Joe, yours should remain bold so don't worry! Your idea of covering the tank could work, but who wants to cover their tank in construction paper lol. Actually, this is what is used for many skiddish animals (especially for basilisks)... so it should work, and you could take it a ste further and removed the paper in sections and at stages so that they become acustom to outside movement once again. Just an idea.


----------



## kyle1745 (Feb 15, 2004)

Mine are very shy, I need to move them to a room that is more busy. Right now they are in my bedroom, and run an hide when someone comes in the room. I've heard just what we have heard here, mixed results, maybe we should start comparing the environments they are in?

1. Temps
2. Tank size
3. Busy room or not
4. Humidity
5. Food
6. Type of plants in tank?

Mine are these:
1. 68-76
2. 15gal high
3. not a busy room
4. 90%+
5. Small ffs
6. Mine has a few small broms, and a couple leafy plants in the bottom, but not dense by any means.

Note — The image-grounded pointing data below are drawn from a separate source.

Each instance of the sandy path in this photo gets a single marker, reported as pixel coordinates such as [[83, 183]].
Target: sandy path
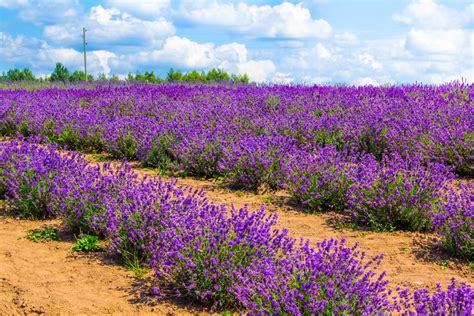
[[409, 258], [46, 277]]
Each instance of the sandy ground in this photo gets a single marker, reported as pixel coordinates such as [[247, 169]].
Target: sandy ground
[[48, 278]]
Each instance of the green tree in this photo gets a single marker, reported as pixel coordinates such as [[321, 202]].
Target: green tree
[[130, 77], [217, 75], [79, 75], [16, 74], [174, 75], [240, 78], [60, 73], [194, 76]]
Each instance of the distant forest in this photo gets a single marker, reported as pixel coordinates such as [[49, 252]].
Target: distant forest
[[61, 73]]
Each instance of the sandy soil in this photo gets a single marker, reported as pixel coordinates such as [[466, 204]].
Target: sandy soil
[[48, 278], [413, 259]]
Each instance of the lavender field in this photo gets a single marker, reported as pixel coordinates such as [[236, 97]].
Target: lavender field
[[385, 158]]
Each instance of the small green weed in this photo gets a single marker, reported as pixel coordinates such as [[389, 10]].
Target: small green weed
[[47, 233], [444, 264], [87, 244]]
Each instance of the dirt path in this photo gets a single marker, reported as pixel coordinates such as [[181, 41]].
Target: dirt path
[[48, 278], [409, 258]]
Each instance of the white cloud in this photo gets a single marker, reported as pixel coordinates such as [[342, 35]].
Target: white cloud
[[429, 14], [40, 12], [285, 20], [367, 59], [437, 29], [451, 41], [141, 8], [12, 4], [111, 26], [19, 49], [184, 52], [282, 78], [365, 81], [97, 61], [181, 52], [346, 38], [258, 70]]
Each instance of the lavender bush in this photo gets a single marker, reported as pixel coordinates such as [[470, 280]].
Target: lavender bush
[[397, 193], [455, 220], [320, 181]]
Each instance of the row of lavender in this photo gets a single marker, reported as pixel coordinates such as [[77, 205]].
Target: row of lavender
[[208, 129], [386, 156], [223, 258]]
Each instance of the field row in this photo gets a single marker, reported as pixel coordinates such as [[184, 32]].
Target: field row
[[223, 258], [388, 157]]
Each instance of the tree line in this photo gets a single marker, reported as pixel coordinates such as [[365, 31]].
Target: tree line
[[62, 73]]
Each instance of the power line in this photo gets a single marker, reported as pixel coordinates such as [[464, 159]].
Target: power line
[[84, 45]]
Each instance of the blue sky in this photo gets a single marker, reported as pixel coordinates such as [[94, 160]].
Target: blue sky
[[306, 41]]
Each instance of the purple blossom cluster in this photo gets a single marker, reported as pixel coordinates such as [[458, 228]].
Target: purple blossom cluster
[[374, 152], [225, 258], [397, 193]]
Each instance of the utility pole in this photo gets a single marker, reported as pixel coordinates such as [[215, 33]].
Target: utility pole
[[84, 44]]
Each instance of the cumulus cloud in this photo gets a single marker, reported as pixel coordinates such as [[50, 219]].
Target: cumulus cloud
[[18, 49], [141, 8], [285, 20], [182, 52], [367, 59], [429, 14], [112, 26], [440, 41], [40, 12], [97, 61], [12, 4], [258, 70]]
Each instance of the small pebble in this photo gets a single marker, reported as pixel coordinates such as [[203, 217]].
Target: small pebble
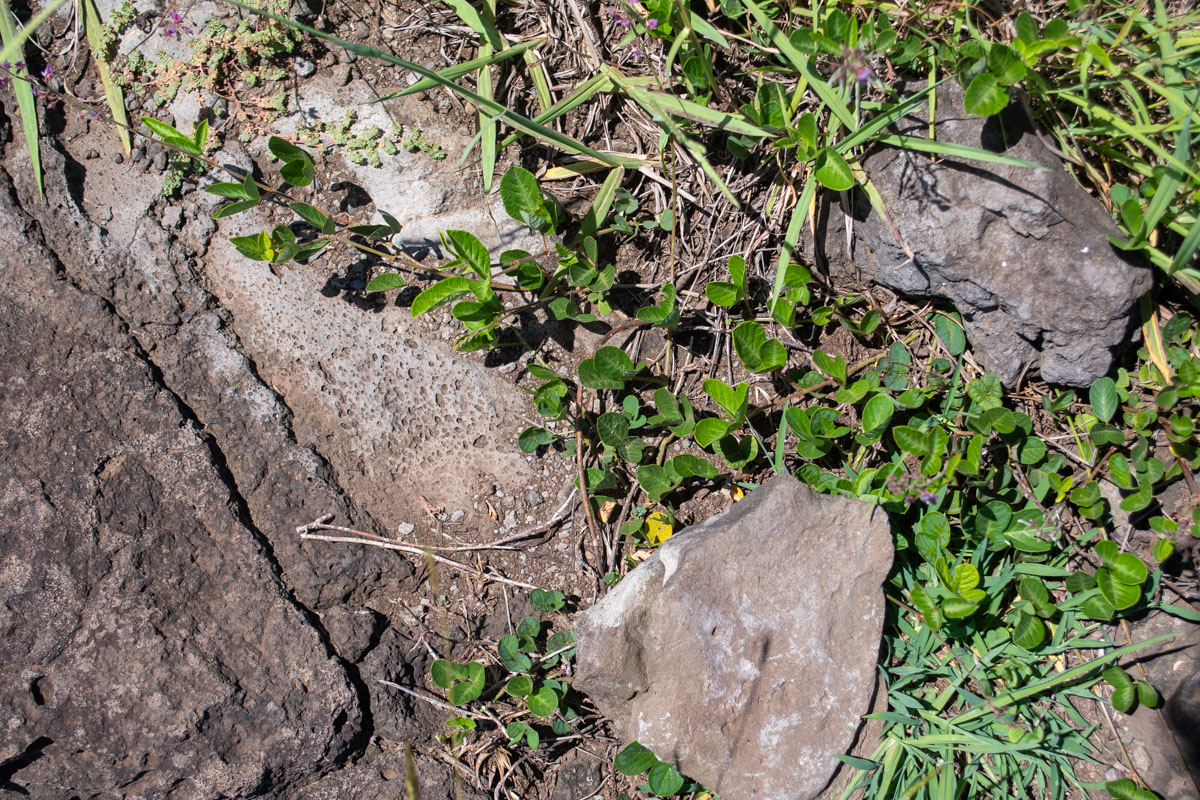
[[172, 217]]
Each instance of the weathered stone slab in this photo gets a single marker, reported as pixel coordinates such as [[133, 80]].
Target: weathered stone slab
[[1021, 253], [148, 649], [744, 649]]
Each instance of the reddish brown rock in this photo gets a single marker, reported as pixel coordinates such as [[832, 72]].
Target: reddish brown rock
[[744, 649]]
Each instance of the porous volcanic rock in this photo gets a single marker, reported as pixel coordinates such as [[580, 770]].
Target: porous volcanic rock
[[148, 648], [744, 649], [1021, 253]]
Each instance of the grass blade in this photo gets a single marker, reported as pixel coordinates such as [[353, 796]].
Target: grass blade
[[1061, 679], [481, 24], [25, 102], [113, 92], [509, 116], [582, 94], [599, 210], [799, 214], [460, 70], [802, 64], [11, 47], [702, 114], [486, 126], [540, 82], [953, 150], [664, 118]]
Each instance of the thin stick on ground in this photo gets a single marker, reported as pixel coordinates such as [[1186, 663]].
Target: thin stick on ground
[[363, 537]]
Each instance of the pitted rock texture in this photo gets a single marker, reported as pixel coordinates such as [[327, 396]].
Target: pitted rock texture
[[744, 649], [1021, 253], [100, 227], [148, 648]]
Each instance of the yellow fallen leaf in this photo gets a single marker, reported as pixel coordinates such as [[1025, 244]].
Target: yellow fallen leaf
[[658, 528]]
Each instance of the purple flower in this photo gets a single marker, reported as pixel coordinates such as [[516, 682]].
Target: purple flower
[[174, 25]]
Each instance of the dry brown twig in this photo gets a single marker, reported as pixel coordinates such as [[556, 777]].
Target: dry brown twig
[[363, 537]]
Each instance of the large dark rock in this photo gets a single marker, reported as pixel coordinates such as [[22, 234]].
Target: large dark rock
[[148, 648], [744, 649], [1021, 253]]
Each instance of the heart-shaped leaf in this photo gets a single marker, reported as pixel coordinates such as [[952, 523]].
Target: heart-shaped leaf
[[544, 702]]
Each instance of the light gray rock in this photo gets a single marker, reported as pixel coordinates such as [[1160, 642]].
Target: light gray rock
[[1021, 253], [744, 649]]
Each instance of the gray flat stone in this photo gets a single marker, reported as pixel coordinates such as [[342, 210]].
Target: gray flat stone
[[744, 649], [1021, 253]]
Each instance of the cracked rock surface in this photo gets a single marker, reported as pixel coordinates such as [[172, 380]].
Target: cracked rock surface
[[148, 644], [168, 425], [1021, 253]]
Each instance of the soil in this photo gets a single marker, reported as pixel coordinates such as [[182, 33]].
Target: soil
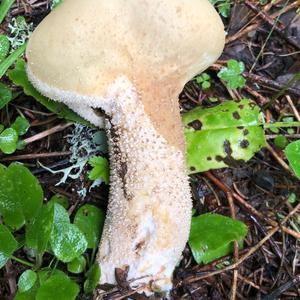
[[255, 193]]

Mine are not bold as I said.





Mark Wilson said:


> Hi All,
> I was wondering how shy your imitators are? I have had some since October of 2002.Mine have never been what you would call bold.They are nothing like say my bicolors are.The imis will hide when I open the lid to feed them and they don't come out sometimes for about 1/2 hour.
> They have bred for me and the humidity is right but I can't say they are bold frogs.What is everyones elses opinion on them? On a bold and shy scale I can go with this: My bicolors are so bold you can almost touch them before the move.I have some kahlua and cream auratus that you can get to within about 5' of the tanks and they scatter,the imis are inbetween.How do everyone elses compare?
> Mark W.


----------



## TonyT (Feb 16, 2004)

*Imis*

I am one of the ones who got my imis from Mark and was telling him that these guys are NOT shy by any means. If I open the lid and they are at the top I have to scoot them down so they don't escape. I do believe that having them in a room with more activity is the key to weather or not they are bold/shy. Mine are in the living room. I am hoping to get another pair out of the tads I have now and i am putting them in the bedroom. Maybe that will help a little in determining if placement is a factor or not.

TonyT

P.S> some of the Emoticons on here are SCAREY!


----------



## JJuchems (Feb 16, 2004)

Hey Mark,
I know we have talked about this privately before. I had 4 at one time, and the first two we not all that shy I though until I bought two more from Patrick N. THey we very bold. I guess they are just like us, some shy some not.
Later and Happy Frogging,
Jason Juchems


----------



## jbeetle (Feb 8, 2004)

*individuals*

I agree, that there are going to be differences from frog to frog in each group. I believe that they do have their own individual traits or behaviors like Jason said. I have noticed it in other animals I have owned or cared for (cats & chameleons especially), so why wouldn't it be the same with the frogs?


----------